Cette sécurité est disponible pour des conversations en tête ou de groupe, si elle est activée partout. Elle couvre les messages écrits, les informations de localisation et les appels téléphoniques ainsi que la visiophonie. D’autres fonctionnalités doivent à terme être ajoutées, selon Line. L’option peut aussi fonctionner depuis un PC, mais il faut s’authentifier.
Olvid : oui
Olvid chiffre les conversations de bout en bout par défaut. Pour cela, la société fait appel à la fonction de hachage SHA-256 et l’algorithme de chiffrement par bloc AES-256, ainsi que sur d’autres procédés, à l’image de HMAC pour l’authentification de message. La solution a été jugée suffisamment convaincante pour convaincre le gouvernement français de passer dessus.
Pour l’Agence nationale de la sécurité des systèmes d’information (Anssi), qui veille à la cybersécurité de l’État, ces briques cryptographiques sont considérées comme des solutions viables et robustes pour les utiliser dans des communications internes au gouvernement — si elles ne sont pas hautement sensibles. Dans ce cas, d’autres systèmes prennent le relai.
Signal : oui
Signal chiffre les communications de bout en bout entre deux ou plusieurs individus d’une même conversation. Son protocole est si réputé qu’il est utilisé chez ses rivaux : Google, Skype, WhatsApp, Facebook Messenger. Il est aussi recommandé par des spécialistes en sécurité informatique ou des organisations de défense des libertés dans l’espace numérique.
Aujourd’hui, il n’existe pas de preuve sur une prétendue vulnérabilité du protocole Signal. Cela ne veut pas dire qu’il ne peut pas exister des stratégies d’accès, mais ça ne passe pas par un cassage du chiffrement. Son rôle est de contrer la surveillance de masse, c’est-à-dire la captation indiscriminée d’échanges non sécurisés, et il le fait bien.
Skype : en option
Skype fournit depuis 2018 du chiffrement de bout en bout pour l’ensemble des plateformes sur lesquelles Skype est déployé : Windows, Mac, Linux, Android et iOS. Pour le protocole, Microsoft, qui possède le logiciel de messagerie instantanée et de voix sur IP, a fait appel au savoir-faire d’Open Whisper Systems, dont le code sécurise aussi les échanges sur WhatsApp et Signal.

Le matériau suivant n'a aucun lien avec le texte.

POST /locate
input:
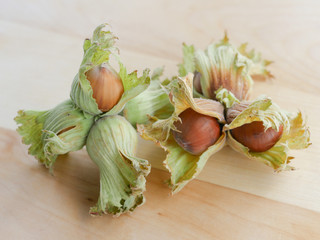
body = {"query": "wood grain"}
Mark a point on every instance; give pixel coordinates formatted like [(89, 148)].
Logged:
[(234, 198), (37, 205)]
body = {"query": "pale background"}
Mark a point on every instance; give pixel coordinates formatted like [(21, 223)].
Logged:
[(40, 52)]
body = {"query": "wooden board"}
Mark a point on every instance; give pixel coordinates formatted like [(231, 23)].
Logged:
[(234, 198), (37, 205)]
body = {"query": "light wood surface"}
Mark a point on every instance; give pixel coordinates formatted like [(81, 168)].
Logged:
[(234, 198), (37, 205)]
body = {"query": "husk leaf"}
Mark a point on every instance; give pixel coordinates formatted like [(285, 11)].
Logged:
[(111, 144), (182, 165)]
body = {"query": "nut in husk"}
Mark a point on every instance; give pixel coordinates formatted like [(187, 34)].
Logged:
[(262, 131), (106, 85), (196, 132), (187, 144)]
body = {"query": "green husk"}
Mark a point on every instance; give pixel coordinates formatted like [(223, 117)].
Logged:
[(43, 131), (295, 133), (111, 144), (154, 101), (182, 165), (99, 50), (223, 65)]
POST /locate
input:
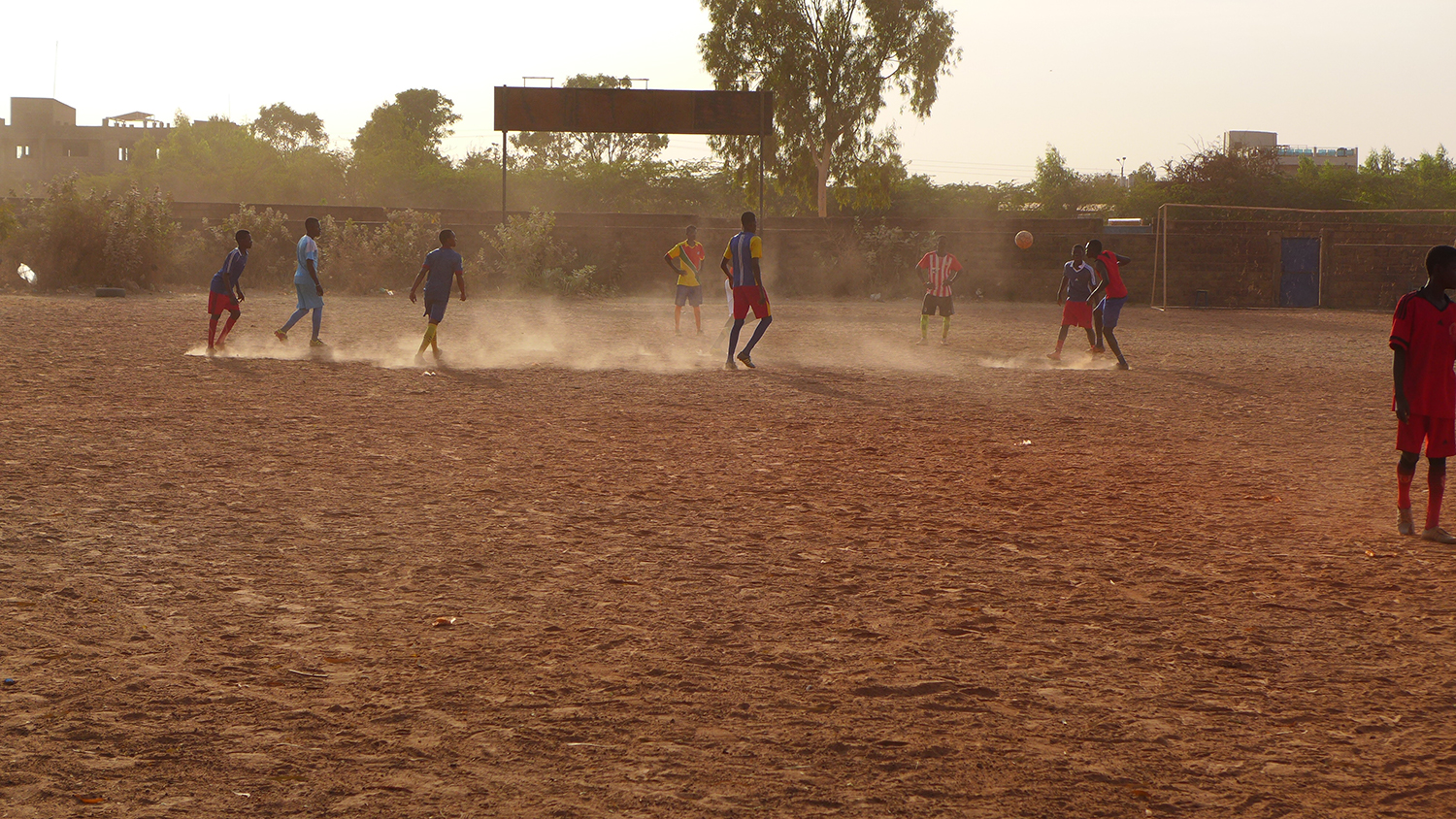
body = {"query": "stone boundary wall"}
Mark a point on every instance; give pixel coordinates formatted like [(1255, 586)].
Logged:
[(1234, 264)]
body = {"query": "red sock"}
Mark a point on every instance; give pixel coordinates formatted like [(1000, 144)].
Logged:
[(1438, 487)]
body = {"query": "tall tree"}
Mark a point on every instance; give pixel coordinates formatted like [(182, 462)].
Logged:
[(287, 130), (559, 150), (396, 153), (830, 64)]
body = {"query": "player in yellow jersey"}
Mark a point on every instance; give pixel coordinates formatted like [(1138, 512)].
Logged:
[(686, 259)]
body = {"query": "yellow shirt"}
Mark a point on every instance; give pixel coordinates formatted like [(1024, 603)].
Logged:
[(689, 261)]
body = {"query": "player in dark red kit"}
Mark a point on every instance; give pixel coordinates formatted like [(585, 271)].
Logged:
[(1423, 337)]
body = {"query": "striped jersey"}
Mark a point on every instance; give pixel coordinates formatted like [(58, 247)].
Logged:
[(743, 247), (941, 271)]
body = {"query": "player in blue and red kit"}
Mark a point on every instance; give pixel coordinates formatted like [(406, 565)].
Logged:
[(1423, 337), (742, 265), (226, 291), (442, 267)]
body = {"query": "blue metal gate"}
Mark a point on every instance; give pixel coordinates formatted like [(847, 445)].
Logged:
[(1299, 262)]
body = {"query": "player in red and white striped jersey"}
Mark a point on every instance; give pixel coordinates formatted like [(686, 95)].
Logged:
[(941, 271)]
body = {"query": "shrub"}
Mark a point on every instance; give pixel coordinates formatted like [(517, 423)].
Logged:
[(532, 259)]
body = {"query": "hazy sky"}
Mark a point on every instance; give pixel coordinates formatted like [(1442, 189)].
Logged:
[(1098, 79)]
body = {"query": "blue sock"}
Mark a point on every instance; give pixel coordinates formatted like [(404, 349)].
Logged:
[(757, 334), (733, 337), (293, 319)]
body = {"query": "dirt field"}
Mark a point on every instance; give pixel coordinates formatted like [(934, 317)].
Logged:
[(864, 579)]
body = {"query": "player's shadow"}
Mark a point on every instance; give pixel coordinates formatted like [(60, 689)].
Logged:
[(814, 383)]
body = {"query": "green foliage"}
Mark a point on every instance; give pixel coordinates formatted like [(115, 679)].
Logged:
[(364, 258), (287, 130), (830, 64), (530, 258), (78, 238), (891, 255)]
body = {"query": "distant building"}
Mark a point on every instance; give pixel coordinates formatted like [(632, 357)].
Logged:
[(1287, 157), (43, 142)]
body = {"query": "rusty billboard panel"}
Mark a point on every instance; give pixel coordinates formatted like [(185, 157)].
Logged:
[(634, 111)]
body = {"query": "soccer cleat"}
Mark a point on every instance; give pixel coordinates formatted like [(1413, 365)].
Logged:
[(1438, 534), (1404, 522)]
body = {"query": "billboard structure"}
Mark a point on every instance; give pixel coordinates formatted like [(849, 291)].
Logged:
[(632, 111)]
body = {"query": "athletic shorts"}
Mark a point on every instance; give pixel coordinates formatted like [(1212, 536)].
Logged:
[(747, 299), (689, 294), (309, 297), (1111, 309), (1438, 432), (1076, 314), (218, 303), (943, 303)]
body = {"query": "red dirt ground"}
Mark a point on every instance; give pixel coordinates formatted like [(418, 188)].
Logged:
[(864, 579)]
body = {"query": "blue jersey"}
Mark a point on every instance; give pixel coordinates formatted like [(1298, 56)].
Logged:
[(226, 279), (443, 264), (308, 249), (742, 249)]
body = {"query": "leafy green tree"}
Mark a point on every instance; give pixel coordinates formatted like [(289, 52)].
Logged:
[(287, 130), (830, 64), (396, 153), (565, 151)]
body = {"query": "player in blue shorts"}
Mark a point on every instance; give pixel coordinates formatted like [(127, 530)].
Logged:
[(308, 284), (442, 265)]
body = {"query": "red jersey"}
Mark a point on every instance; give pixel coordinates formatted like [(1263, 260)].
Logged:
[(940, 270), (1114, 278), (1427, 334)]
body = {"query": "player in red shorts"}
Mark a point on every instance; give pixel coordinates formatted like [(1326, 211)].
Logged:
[(1423, 337), (1077, 282), (226, 293), (742, 265)]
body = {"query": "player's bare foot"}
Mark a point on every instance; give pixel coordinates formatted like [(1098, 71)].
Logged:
[(1438, 534), (1406, 524)]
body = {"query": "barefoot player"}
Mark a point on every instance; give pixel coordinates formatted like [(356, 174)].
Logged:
[(1426, 389), (743, 267), (306, 281), (1077, 281), (686, 259), (941, 271), (226, 291), (442, 265), (1114, 296)]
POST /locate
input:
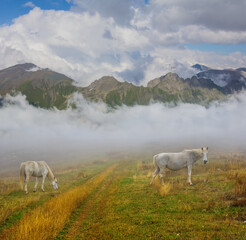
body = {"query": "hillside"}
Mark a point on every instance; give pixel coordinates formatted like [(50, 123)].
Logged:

Une limite, cependant : ce service est réservé aux « conversations privées ». Il n’est pas actif par défaut malgré sa disponibilité générale. Les internautes doivent donc connaître l’existence de l’option et penser à l’activer préalablement avant de lancer une discussion. Les appels téléphoniques, les messages écrits, les images et les fichiers peuvent en bénéficier.
Slack : non
« Par défaut, Slack assure le chiffrement des données en attente et en transit pour tous nos clients », peut-on lire sur la page de Slack dédiée à la sécurité. « En attente » signifie sur ses serveurs. « En transit » désigne les données en train de circuler sur le net, d’un internaute à l’autre, ou entre les serveurs de Slack. Mais de chiffrement de bout en bout, il n’est nullement question.
Cela changera-t-il un jour ? Pas sûr, à en croire des éléments obtenus en 2018 par Motherboard : un ancien employé du groupe a expliqué que ce qui importe la clientèle de Slack, c’est d’avoir accès à des outils de management et d’organisation d’entreprise. Pas tant d’avoir cette couche de sécurité, dont la mise en place pourrait se faire au détriment d’autres fonctions.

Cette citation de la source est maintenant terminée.